Summary We have presented two fundamental algorithms 1) TRENCH to crawl and 2) MINCORE to update a hidden database over its public remote API. The TRENCH algorithm enables to crawl any parts of a hidden database for initiating or updating a local copy despite remote API restrictions. It adopts a flexible crawling strategy to find the most efficient ranges covering an unknown dataset and overcomes very dense areas by lower dimension search (LODIS).

The MINCORE algorithm enables to keep the local copy consistent with the dynamic hidden database in the light of autonomy and access restrictions. Therefore, it adopts a client-centric consistency model that reduces updates to those parts of the local copy that are actually being requested based on staleness. This approach aims to optimize mixed generic access patterns. For the worst case of sole full scans, it falls back to the baseline. Yet, its efficiency increases with more specific user queries and diversity of data popularity.

Beyond the conceptual results, we have presented HDRS, a cloud-based service that coordinates and executes the introduced algorithms in order to provide hidden database replication as a service. We have implemented the proposed architecture as regards prototypes of the algorithms as well as a full-fledged service system on the AWS platform. Based on these systems we conducted a variety of experiments for evaluation. These showed clear improvements of our crawling and update algorithms over current state-of-the-art solutions in many cases of laboratory-based experiments and a real-world field study.

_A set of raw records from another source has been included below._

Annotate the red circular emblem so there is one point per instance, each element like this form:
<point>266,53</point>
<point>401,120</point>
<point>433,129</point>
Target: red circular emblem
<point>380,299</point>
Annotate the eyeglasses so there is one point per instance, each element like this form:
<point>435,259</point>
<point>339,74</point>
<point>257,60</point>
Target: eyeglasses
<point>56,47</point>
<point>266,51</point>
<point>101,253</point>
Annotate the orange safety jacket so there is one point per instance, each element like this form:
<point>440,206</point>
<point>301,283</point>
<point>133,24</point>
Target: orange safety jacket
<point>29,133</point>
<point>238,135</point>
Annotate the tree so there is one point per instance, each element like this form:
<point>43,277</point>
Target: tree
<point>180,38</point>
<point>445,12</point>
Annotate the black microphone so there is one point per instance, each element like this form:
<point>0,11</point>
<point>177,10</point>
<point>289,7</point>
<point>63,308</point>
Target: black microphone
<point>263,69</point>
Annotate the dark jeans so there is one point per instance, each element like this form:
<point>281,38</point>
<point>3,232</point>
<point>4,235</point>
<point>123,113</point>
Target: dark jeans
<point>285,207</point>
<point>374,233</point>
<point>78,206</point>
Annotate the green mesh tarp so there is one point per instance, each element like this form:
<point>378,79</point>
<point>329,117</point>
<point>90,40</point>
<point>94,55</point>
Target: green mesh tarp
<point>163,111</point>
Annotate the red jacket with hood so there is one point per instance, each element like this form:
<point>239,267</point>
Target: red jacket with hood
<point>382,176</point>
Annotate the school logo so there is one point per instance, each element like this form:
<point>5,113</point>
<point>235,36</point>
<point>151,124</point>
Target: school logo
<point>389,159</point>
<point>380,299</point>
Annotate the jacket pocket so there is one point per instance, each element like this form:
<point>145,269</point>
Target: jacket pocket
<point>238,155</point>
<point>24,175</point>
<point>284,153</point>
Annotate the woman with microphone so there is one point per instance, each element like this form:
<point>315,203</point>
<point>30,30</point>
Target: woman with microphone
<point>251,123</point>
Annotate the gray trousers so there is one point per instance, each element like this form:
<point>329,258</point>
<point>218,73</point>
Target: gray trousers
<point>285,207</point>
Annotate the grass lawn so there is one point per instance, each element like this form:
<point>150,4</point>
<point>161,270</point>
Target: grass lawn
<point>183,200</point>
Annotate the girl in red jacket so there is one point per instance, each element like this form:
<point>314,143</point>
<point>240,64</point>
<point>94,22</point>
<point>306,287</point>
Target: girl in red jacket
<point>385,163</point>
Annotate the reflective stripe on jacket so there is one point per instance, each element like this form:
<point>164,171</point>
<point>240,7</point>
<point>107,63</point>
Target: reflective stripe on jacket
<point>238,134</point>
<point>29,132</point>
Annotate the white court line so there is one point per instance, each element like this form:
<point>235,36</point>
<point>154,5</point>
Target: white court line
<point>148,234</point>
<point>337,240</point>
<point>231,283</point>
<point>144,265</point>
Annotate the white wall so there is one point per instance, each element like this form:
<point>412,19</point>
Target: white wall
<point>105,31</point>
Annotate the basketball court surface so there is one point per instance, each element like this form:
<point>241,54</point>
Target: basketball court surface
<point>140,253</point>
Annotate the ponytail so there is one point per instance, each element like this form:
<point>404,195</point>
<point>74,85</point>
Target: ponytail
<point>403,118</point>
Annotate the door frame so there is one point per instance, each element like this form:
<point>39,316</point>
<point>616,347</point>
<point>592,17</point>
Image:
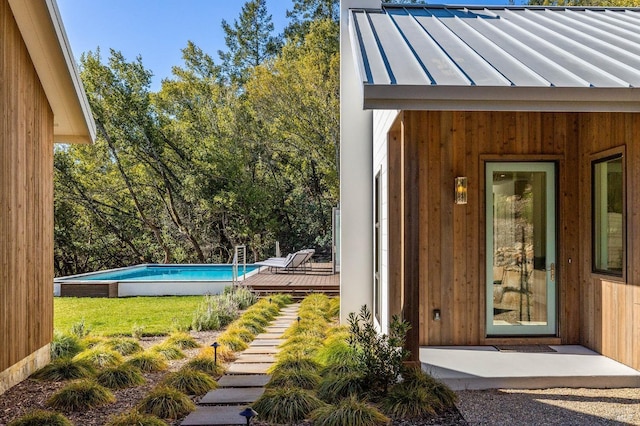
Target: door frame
<point>552,246</point>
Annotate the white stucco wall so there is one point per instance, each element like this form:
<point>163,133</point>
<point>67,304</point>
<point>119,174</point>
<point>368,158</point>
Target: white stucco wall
<point>356,189</point>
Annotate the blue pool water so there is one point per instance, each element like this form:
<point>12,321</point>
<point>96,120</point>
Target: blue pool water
<point>169,273</point>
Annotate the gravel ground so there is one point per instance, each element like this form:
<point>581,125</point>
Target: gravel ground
<point>558,406</point>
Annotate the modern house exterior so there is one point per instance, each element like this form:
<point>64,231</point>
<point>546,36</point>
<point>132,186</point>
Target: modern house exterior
<point>41,102</point>
<point>490,173</point>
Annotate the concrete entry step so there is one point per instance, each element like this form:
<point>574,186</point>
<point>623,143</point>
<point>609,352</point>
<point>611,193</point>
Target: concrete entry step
<point>216,415</point>
<point>232,396</point>
<point>485,367</point>
<point>243,380</point>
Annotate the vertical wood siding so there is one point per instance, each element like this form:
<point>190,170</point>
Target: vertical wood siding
<point>26,201</point>
<point>601,314</point>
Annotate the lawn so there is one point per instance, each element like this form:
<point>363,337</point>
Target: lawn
<point>108,317</point>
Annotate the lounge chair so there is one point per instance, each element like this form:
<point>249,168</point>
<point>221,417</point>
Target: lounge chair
<point>293,262</point>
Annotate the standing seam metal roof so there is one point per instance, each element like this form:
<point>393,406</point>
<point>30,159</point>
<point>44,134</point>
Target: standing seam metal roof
<point>530,47</point>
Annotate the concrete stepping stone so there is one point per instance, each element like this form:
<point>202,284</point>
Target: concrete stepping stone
<point>229,396</point>
<point>248,368</point>
<point>216,415</point>
<point>256,358</point>
<point>243,380</point>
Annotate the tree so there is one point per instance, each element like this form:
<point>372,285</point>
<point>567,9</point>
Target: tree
<point>249,40</point>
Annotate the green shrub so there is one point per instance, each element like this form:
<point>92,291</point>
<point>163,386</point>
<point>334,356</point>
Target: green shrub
<point>100,357</point>
<point>120,377</point>
<point>65,369</point>
<point>123,345</point>
<point>168,351</point>
<point>136,419</point>
<point>205,364</point>
<point>286,406</point>
<point>350,412</point>
<point>303,379</point>
<point>334,387</point>
<point>80,395</point>
<point>166,403</point>
<point>182,340</point>
<point>148,362</point>
<point>190,382</point>
<point>41,418</point>
<point>65,345</point>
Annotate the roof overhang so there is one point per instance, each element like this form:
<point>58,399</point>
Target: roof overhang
<point>42,30</point>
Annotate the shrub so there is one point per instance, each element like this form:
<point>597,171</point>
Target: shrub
<point>206,365</point>
<point>135,418</point>
<point>100,357</point>
<point>183,341</point>
<point>65,369</point>
<point>120,377</point>
<point>41,418</point>
<point>80,395</point>
<point>351,412</point>
<point>65,345</point>
<point>166,403</point>
<point>168,351</point>
<point>148,362</point>
<point>124,346</point>
<point>190,382</point>
<point>286,406</point>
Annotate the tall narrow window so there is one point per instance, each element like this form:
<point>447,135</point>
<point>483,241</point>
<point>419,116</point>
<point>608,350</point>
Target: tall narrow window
<point>608,216</point>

Discussion TRENCH builds on existing work from the field of hidden database crawling. However, its novel approach of including entries from \(U_{loc}\) into the calculation of further crawling steps leads to a better performance than rank-shrink, the former state of the art that calculates crawling steps based solely on the last query’s result. We believe that dynamically calculating further values, such as step, based on \(U_{loc}\) during runtime might boost performance even more. In terms of updating hidden database snapshots, MINCORE is the first of its kind. Its performance has been shown to clearly surpass the naive baseline algorithm. Both, TRENCH and MINCORE provide generic contributions that can be adopted in many areas like aggregate functions, data sampling, query re-ranking and others.

To the best of our knowledge a generic replication service for hidden databases has not been proposed before in this form. In particular, HDRS opens up a novel practical application area for interactive use cases. Beyond the prototypical evaluation with a real-world hidden database, we just briefly mention its successful internal application for intranet use cases. The generic HDRS prototype is available as open source, because we believe that it can provide similar benefits in many more cases.

Future Work So far, we evaluated our replication approach for interactive application scenarios, where a hidden database copy is used to answer search queries of human users. In the future, we would like to include mixed application scenarios that include different request patterns, e.g., for data analytics. In terms of fundamental features, a possible direction would be to extend MINCORE as well as LODIS over multiple volume dimensions. Also the generic approach might be augmented with respect to various specific situations like handling massive data changes similar to [20].